On the basis of the computing method of enrichment analysis, changes in expression level of key genes contributing to enrichment in the gene set of ERK1 and ERK2 cascade may be the protein kinase cascade or downstream genes. We further performed correlation analysis of GPR12 mRNA level with ERK1/2 cascade expression including MAP3K1, MAP2K1, MAP2K2, and MAPK1 by using ovarian cancer data from TCGA database. Results showed that no significant correlation was observed between GPR12 level and ERK1/2 cascade expression ( Supplementary Figure 3A ). Accumulating research studies have shown that the phosphorylation of ERK1/2 is a key effector to exert an influence on cell proliferation and death by translocating into nucleus (16). More importantly, GPR12 has been reported to promote HEK 293T proliferation and induce neurite outgrowth in PC12 cells via the activation of ERK1/2 (8, 12). Therefore, to investigate whether the EOC cell apoptosis induced by GPR12 knockdown was mediated by ERK1/2 pathway, we measured the level of pERK1/2 by using Western blot. Results showed that GPR12 knockdown significantly reduced the phosphorylation levels of ERK1/2 in both SKOV3 and CAOV3 cells compared with scramble group ( Figure 3C ), whereas ERK1/2 phosphorylation was significantly increased in the GPR12-overexpressed SKOV3 and CAOV3 cells ( Supplementary Figure 1G ). To further investigate the role of ERK1/2 pathway in EOC cell apoptosis induced by GPR12 knockdown, both SKOV3 and CAOV3 cells were pretreated with LM22B-10, the selective activator of ERK1/2. As shown in Figure 3D , the decreased cellular viability induced by GPR12 knockdown was significantly attenuated by pretreatment with LM22B-10 in both SKOV3 and CAOV3 cells. In addition, the enhanced cell apoptosis induced by GPR12 knockdown was significantly inhibited by pre-incubation with LM22B-10 in both SKOV3 and CAOV3 cell lines ( Figure 3E ). Western blot results also proved that LM22B-10 can rescue the upregulated expressions of BAX and the cleaved caspase 3 in the cells of GPR12 knockdown ( Figure 3F ).

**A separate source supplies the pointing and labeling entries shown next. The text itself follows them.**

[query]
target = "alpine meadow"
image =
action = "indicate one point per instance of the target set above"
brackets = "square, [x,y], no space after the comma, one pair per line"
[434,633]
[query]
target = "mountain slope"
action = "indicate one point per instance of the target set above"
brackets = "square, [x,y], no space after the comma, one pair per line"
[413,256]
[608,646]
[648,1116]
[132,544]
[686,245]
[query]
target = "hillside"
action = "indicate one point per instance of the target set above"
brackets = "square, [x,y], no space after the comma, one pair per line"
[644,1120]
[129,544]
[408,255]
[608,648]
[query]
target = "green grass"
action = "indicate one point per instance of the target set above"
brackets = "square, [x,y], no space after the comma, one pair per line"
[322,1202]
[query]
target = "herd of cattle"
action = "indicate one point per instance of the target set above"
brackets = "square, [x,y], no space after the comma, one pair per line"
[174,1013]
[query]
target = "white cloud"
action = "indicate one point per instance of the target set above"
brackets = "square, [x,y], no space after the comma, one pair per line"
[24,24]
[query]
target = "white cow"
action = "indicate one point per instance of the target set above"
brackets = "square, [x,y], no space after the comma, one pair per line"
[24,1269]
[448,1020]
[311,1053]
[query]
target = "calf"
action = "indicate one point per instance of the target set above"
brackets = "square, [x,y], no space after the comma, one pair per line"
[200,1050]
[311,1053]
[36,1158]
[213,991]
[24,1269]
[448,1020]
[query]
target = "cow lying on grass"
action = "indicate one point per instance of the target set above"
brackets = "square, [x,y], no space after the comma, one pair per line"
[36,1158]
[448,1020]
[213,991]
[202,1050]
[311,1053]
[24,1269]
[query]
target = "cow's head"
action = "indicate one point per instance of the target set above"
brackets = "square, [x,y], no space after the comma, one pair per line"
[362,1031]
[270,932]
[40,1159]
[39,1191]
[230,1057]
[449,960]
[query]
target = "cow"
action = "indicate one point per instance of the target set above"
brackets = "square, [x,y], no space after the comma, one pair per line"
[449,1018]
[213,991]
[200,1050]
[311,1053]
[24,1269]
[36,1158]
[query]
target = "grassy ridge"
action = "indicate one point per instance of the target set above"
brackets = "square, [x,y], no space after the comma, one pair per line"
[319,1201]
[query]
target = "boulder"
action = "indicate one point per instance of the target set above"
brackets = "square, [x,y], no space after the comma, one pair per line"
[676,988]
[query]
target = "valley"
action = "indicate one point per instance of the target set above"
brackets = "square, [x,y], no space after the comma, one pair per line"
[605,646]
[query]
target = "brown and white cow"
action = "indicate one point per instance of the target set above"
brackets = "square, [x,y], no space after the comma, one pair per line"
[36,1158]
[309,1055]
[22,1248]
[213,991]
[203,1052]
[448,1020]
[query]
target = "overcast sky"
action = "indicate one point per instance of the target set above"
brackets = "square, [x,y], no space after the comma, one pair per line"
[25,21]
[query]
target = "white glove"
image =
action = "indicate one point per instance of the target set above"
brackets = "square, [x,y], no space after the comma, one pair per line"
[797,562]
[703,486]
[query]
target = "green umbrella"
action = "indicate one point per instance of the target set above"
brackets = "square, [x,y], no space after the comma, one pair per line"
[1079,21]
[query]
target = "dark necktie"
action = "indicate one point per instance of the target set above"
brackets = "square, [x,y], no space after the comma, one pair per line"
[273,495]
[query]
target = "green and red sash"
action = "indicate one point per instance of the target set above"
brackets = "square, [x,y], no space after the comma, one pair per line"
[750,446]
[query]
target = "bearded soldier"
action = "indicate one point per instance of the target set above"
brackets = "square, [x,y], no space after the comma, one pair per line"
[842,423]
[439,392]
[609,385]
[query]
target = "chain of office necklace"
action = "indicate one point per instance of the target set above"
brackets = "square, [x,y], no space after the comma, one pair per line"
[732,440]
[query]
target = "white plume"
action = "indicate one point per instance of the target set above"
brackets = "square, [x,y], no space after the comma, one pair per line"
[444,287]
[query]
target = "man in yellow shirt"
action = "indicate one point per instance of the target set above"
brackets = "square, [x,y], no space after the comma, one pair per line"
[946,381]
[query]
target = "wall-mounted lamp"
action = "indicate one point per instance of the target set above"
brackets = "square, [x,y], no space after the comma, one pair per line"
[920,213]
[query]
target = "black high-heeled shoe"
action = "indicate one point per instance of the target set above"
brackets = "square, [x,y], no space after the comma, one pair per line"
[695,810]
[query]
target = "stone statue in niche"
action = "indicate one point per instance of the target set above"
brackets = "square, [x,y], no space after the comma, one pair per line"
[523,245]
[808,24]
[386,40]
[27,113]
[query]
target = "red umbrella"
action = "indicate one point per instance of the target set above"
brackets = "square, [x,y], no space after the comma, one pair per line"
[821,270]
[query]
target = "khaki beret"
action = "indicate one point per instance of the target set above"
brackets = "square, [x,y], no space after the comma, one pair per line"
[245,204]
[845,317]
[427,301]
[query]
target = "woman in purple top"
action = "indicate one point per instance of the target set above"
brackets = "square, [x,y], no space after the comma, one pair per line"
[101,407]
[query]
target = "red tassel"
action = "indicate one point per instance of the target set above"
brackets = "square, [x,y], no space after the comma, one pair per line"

All these results proved that ERK1/2 pathway is involved in EOC cell apoptosis regulated by GPR12.

To further clarify the effects of GPR12 on tumor progression in vivo, a subcutaneous tumor xenograft model in nude mice was established and TUNEL assay was performed to evaluate cancer cell apoptosis and growth in vivo. About 5 × 105 SKOV3 cells transfected with GPR12-shRNAs or scramble vector were subcutaneously implanted into the inguinal folds of nude mice. Around 14 days later, tumor volumes and weight were measured and recorded when the average tumor volume reached around 100 mm3. As shown in Figures 4B, C knockdown of GRP12 significantly decreased tumor volumes and tumor weight in nude mice compared with those from scramble group. The representative images of individual tumors are shown Figure 4A . In addition, Hematoxylin-Eosin (HE) staining and TdT-mediated dUTP-biotin nick end labeling (TUNEL) staining showed that GPR12 knockdown significantly increased the tumor necrotic area ( Figure 4D ) and the number of apoptotic cells in the tumor tissues of mice compared with scramble group, respectively ( Figure 4E ). Western bolt results showed that cleaved caspase3 was significantly increased in tumor lysates of GPR12 knockdown group compared with scramble ( Figure 4F ), which indicated that GPR12 knockdown may lead to the tumor regression of EOC by inducing apoptosis. Analysis of tumor lysates from scramble and GPR12 knockdown mice showed a significant decrease in phosphorylated ERK1/2 protein levels in GPR12 knockdown tumors ( Figure 4G ).

Results of the in vivo and in vitro studies demonstrate that GPR12 knockdown contributes to the cell apoptosis in EOC cells via ERK1/2 pathway.